This bug has been itching me for a very long time now and it's starting to annoy me. I really want to build a design based on lafonte's ideas whether it would work or not is currently of little significance, let's call it a psychological thing.

The biggest struggle was finding a design that fulfills these criteria:

-Simple to build
-No secondary or tertiary motion

The last one is critical if you studied lafonte's concepts. I wanted something that spins continuously at any given speed without any secondary or reciprocating motion in between 1 cycle. This would ensure the system to be simple, have little moving parts and handle high speeds.

The only simple design I came up with is a generator that uses the famously "zero gap zero force" effect, lets call it the ZGZF effect in short, idea shown here:

www.youtube.com/watch?v=pDDPHJY0s90

The point is that two magnets, irregardless of relative polarity, enclosed between steel will have no longitudinal, in the direction of motion, forces acting upon them. This concept is simple, easy to prove and simulate. In fact many of my FEMM simulation showed that the longitudinal forces remain negligible small, compared to no steel bars, the smaller you make the gap. For instance some showed a reduction of a factor of 185x less force. It doesn't matter if they are in attraction or repulsion or if one of their fields is stronger than the other

This basic idea is then translated into a generator where one of the magnet is a coil that generates a magnetic field due to the passing of the magnet.

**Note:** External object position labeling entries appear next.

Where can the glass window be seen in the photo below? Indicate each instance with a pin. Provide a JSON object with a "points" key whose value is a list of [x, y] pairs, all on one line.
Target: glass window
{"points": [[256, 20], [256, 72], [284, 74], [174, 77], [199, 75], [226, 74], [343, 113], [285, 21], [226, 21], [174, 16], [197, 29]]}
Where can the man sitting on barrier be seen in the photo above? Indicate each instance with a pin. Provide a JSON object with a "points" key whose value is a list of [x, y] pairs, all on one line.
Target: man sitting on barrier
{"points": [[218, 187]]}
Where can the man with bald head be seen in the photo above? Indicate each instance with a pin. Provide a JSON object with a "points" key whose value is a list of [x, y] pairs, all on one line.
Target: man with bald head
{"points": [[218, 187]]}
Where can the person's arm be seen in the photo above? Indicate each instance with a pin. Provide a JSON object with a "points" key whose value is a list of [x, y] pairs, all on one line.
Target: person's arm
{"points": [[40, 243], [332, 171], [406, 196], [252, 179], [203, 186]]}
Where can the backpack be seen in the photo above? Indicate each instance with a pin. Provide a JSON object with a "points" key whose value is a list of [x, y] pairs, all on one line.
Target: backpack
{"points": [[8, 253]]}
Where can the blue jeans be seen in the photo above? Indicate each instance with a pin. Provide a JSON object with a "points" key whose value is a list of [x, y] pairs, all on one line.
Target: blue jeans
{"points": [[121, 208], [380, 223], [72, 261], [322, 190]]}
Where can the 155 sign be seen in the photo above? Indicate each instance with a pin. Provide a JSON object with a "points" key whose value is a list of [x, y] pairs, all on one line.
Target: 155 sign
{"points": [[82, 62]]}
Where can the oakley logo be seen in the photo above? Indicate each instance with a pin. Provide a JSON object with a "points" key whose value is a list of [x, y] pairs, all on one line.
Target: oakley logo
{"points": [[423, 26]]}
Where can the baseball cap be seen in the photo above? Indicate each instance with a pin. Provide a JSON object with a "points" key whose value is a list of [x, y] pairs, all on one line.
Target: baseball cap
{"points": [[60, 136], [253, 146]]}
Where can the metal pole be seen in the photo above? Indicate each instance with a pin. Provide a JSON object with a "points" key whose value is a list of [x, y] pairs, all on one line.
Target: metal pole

In a standard generator the coil will try to inhibit the motion of the rotating magnet, but the ZGZF effect will eliminate these longitudinal forces and the magnet will pass by effortlessly while the coil is generating any field it desires. Thus the field of the coil will have no effect on the magnet and you essentially have a back torqueless generator.

I had posted a similar design some time ago, but it would have been a pain in the a** to build such a design. That's why the latest design is intended to be more "user friendly" or rather machine friendly. The stator is made up of three main parts, these parts are meant to be laser cut on steel sheets and then bolted together through the holes. Then there are the smaller steel pieces that will attach to the block magnets in order to create an upper and lower curve as to the minimize the gap.

Currently I'm planning to make a cad drawing and sending it to a laser cutting company in order to get a price quote.

Low-Q

I will follow closely. Nice drawings, but it is some how hard to see the actual procedure during rotation. Is the orange parts a coil wounded around a magnet?


Vidar

broli

Yes they are coils fixed to the stator.

broli

A small update.

I found a company that will cut the steel sheets for a reasonable price, they have started the process and I should have them in a week. When I get them I would be able to assemble the stator.

There are still some questions;

1) What to use to insulate the plates from each other.
2) A good rotor design that will hold the magnets, and their end steel pieces, which is easy and cheap to machine (will probably need to ask another machine shop for this). If the stator is very precise then the air gaps can be chosen to be reasonably small for the magnet, but it would be a pain in the ass if the stator is uneven. Ideally I would like to be able to adjust the magnet on the rotor up and down easily to have an even air gap on both sides.

Also for bearing holders I'm considering these:

http://www.ebay.com/itm/4-pcs-shaft-end-supports-horizontal-type-SHF16-/180790637567?pt=LH_DefaultDomain_0&hash=item2a17f633ff

They are actually meant to fasten/support a shaft but I think they would do equally good as bearing holders? It's probably much cheaper than machining something that holds the bearings. One of the bigger advantages is that the holes of the SHF16 are 40mm apart exactly the dimension of my stator holes.

Would appreciate any suggestions or feedback.

Low-Q

Just a thin coat of varnish should do as insulation. You can buy these lacquer sprays in any hardware store.